Michael Schaeffer Omer-Man writes, “The global rise of nationalist and right-wing governments has not been particularly good for progressive movements over the past year. But two grassroots movements in Israel and Palestine, respectively, managed to push back against oppressive policies and, at least temporarily, achieve real victories on the ground. These stories are not only impressive, against-the-odds wins — they are also a reminder that the work of organizers and activists on the ground does stand a chance facing down governments, armies, and immensely powerful economic interests.”
Shlomi Eldar observes, “The Hamas leadership understands that the cease-fire arrangement reached with Israel in November could collapse if a campaigning Netanyahu faces heavy election pressure on the issue.

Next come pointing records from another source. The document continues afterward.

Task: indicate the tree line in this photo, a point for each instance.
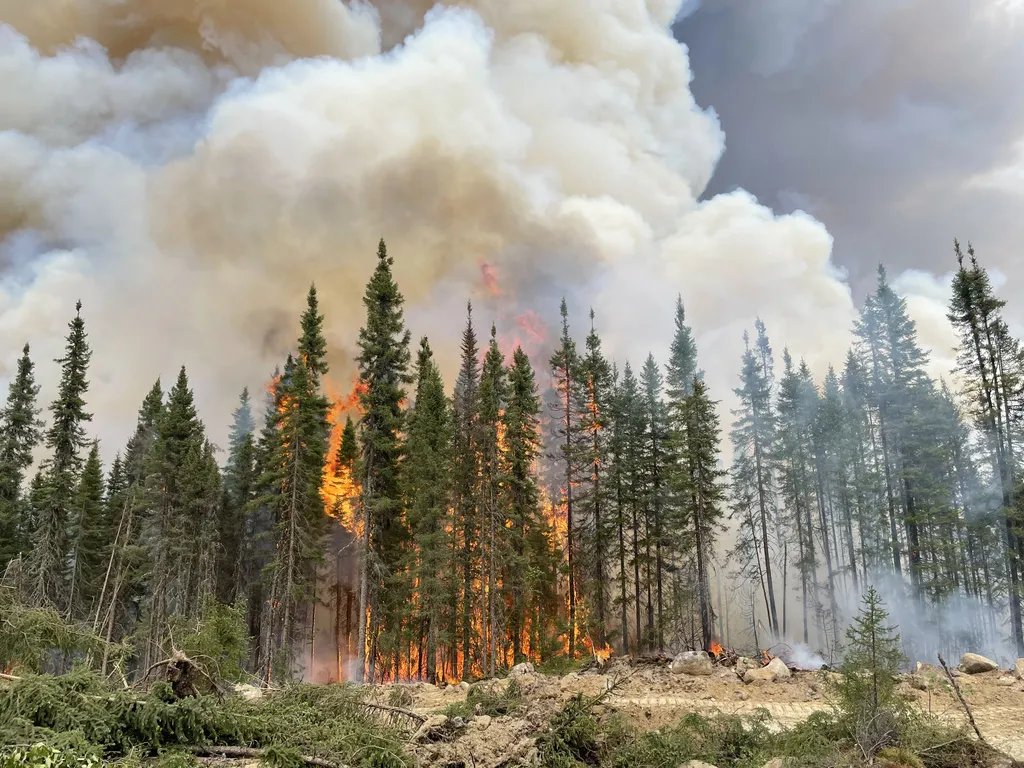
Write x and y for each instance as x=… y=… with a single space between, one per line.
x=513 y=519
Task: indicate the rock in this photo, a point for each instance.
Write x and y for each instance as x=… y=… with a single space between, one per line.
x=918 y=682
x=744 y=663
x=521 y=669
x=248 y=692
x=778 y=667
x=764 y=675
x=691 y=663
x=972 y=664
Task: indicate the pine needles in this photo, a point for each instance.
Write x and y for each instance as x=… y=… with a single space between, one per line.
x=81 y=718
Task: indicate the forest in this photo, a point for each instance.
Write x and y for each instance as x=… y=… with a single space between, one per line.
x=530 y=510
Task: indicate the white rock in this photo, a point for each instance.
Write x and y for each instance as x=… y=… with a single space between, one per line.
x=778 y=667
x=692 y=663
x=764 y=675
x=972 y=664
x=525 y=668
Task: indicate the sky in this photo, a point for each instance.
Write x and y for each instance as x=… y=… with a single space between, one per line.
x=899 y=124
x=187 y=169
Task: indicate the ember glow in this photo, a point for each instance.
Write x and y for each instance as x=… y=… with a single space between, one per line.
x=340 y=491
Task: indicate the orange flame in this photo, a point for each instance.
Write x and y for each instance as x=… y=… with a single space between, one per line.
x=339 y=489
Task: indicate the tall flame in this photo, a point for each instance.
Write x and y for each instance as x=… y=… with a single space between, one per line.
x=339 y=489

The Israeli political system might not accept Netanyahu conducting business as usual with Hamas. The organization is therefore preparing to challenge Netanyahu so that he does not renege on the deal that has already yielded a series of achievements for them.”
“When Oz died on Friday at 79, he left behind a right wing that saw him as an arrogant guru of the left, and a left that was angry with him for maintaining a dialogue with the right and didn’t forgive him for saying the Labor Party had ended its historic role….In 1967, immediately after the Six-Day War, Oz was among the first to warn of the evils of occupation and caution against the prolonged control of the Palestinian people….In contrast to the voices of euphoria of that time, Oz laid out an orderly political message of another kind. ‘We have no space to live on the West Bank of the Jordan River because it’s populated by a people who live on their land, even if it’s now an enemy nation defeated at war,’ he wrote.”